La qualité environnementale urbaine : une notion globale et systémique

La qualité environnementale urbaine n’est pas abordée par les habitants au seul prisme des attributs physiques de l’environnement urbain comme le bruit ou la pollution de l’air. Les habitants n’opèrent pas de distinction étanche entre ce qui fait la qualité environnementale - au sens restrictif des attributs physiques - et ce qui fait qualité du cadre de vie plus largement - qualité du voisinage, sentiment de sécurité, etc. Pour eux, la qualité de leur environnement ne peut être comprise que quand elle est réinscrite dans leur espace vécu.

Lorsque les habitants ont été interrogés sur les éléments qu’ils identifient comme étant constitutifs de la qualité environnementale de leur quartier, ils ont systématiquement fait référence à des éléments de la qualité de vie. Comme l’a exprimé un habitant lors d’un ‘focus groupe’, la qualité du quartier « c’est l'environnement mais aussi le lien entre les personnes ». Beaucoup ont fait référence à la convivialité dans le quartier :

« Ce qui manque c’est une vie dans ce quartier » M. Mésange, un habitant de Papus interrogé lors d’un parcours commenté

« Ce qui fait la qualité du quartier c'est l’amitié et le voisinage, oui c'est sûr. C'est surtout ça » M. Hirondelle, un habitant de Papus interrogé lors d’un parcours commenté

« Ce qui fait la qualité environnementale c’est le lien social. Mais ça fait pas partie de la qualité environnementale, non ? » M. Coccinelle, un habitant des Tours de Seysses interrogé lors d’un parcours commenté La matérialité de la ville quand elle est évoquée est associée elle aussi au vécu des habitants et au vivre ensemble. Un habitant évoque ainsi des « bâtiments à échelle humaine » et éviter la « concentration de population sur un petit espace » :

« Pour moi, la qualité environnementale ça rejoint aussi les petites structures d'habitations, des petits ensembles. […] Des bâtiments à échelle humaine, avec peu d'étages. Et construits de façon aéré et non pas avec une concentration de population sur un petit espace » Un habitant interrogé en ‘focus groupe’

Un autre aborde la question des commerces de proximité et leur impact sur la vie des habitants :

« Pour une bonne qualité environnementale, il faudrait ce genre de services qui nous facilitent la vie.

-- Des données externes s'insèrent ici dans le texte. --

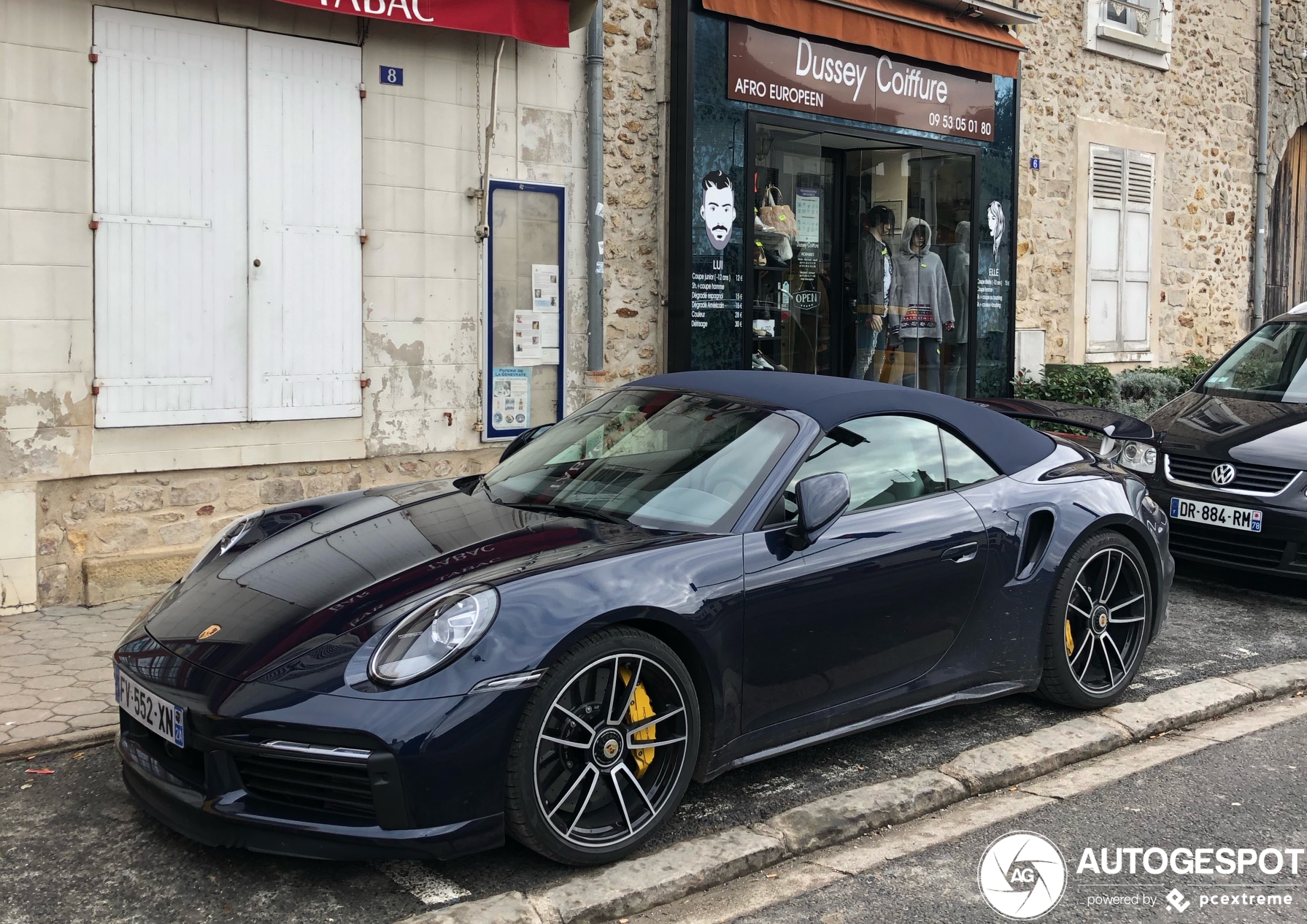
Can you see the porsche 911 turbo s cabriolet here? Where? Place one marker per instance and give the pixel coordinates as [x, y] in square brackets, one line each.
[689, 574]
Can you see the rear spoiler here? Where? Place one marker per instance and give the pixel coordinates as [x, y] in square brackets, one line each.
[1111, 424]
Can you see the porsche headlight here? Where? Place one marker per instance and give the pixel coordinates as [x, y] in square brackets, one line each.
[1139, 458]
[224, 540]
[433, 635]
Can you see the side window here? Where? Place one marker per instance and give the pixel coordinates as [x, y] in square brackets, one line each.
[887, 459]
[965, 465]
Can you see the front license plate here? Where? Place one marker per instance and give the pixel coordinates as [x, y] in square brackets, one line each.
[156, 714]
[1216, 516]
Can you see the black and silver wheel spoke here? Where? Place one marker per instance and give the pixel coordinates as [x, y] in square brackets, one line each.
[1111, 630]
[612, 751]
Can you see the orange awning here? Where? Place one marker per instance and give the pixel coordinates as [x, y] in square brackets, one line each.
[897, 27]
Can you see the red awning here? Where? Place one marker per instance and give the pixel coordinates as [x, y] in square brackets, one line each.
[536, 21]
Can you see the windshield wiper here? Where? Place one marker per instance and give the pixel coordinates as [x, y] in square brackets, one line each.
[565, 510]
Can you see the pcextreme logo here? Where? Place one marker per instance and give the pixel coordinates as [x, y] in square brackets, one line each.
[1022, 876]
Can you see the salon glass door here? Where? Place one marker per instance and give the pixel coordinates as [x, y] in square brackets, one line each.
[792, 253]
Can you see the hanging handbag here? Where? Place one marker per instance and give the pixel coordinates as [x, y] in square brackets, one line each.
[777, 216]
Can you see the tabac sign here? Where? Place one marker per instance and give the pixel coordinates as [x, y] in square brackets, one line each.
[802, 74]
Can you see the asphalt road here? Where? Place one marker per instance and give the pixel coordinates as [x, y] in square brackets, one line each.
[74, 846]
[1247, 794]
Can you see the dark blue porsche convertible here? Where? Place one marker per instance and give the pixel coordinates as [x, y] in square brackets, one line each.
[689, 574]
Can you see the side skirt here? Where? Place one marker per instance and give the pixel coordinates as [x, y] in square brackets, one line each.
[974, 695]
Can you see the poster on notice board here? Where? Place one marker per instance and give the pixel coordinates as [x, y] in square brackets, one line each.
[510, 398]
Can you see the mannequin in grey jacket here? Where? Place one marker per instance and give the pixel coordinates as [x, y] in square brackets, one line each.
[923, 304]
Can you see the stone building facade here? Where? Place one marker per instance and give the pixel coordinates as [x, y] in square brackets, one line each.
[95, 514]
[1191, 102]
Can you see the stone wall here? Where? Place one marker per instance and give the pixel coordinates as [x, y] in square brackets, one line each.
[1207, 108]
[120, 536]
[634, 105]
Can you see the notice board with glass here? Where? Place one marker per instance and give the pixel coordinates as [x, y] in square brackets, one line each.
[524, 308]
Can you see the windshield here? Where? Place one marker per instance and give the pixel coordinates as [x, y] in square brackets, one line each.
[1268, 366]
[658, 459]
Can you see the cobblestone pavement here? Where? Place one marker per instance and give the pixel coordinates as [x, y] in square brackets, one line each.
[55, 675]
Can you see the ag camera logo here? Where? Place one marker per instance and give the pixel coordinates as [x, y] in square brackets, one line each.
[1022, 876]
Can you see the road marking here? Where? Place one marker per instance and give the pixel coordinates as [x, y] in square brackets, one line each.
[427, 886]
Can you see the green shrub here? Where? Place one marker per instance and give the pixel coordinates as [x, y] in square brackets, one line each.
[1145, 391]
[1189, 371]
[1089, 385]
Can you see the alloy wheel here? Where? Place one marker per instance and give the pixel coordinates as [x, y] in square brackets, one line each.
[611, 751]
[1106, 615]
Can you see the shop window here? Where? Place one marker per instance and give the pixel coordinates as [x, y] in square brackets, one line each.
[1119, 253]
[229, 206]
[524, 311]
[1139, 30]
[860, 260]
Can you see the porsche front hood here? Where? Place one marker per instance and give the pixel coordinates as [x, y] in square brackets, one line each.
[337, 572]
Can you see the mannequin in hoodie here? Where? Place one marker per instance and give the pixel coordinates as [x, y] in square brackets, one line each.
[921, 293]
[873, 287]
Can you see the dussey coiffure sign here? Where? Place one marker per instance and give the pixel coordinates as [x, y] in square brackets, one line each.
[802, 74]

Il faudrait un peu plus de magasins, sauf que quand il y en a qui ouvrent, ça marche pas très bien, les gens continuent d'aller loin pour faire leurs courses » Un habitant interrogé en ‘focus groupe’

Les habitants identifient également l’importance des spécificités territoriales dans la définition de la qualité environnementale. L’un d’eux en ‘focus groupe’ explique que « si on parle de la qualité environnementale, il va falloir la regarder rue par rue ». Un autre évoque l’esthétique des bâtiments qui doit marquer l’identité du quartier :

« Peu importe le style, il faut que ce soit bien rénové, avec une esthétique agréable et pas des choses répétitives avec juste quelques petites décorations sur les façades, donc beaucoup plus d'imagination, d'originalité. Je pense que dans certaines villes, il faut marquer l'originalité, l'identité de la ville » Un habitant interrogé en ‘focus groupe’

Telle qu’elle est abordée par les habitants, la qualité environnementale est un concept global et systémique qui œuvre au service du bien-être de chacun.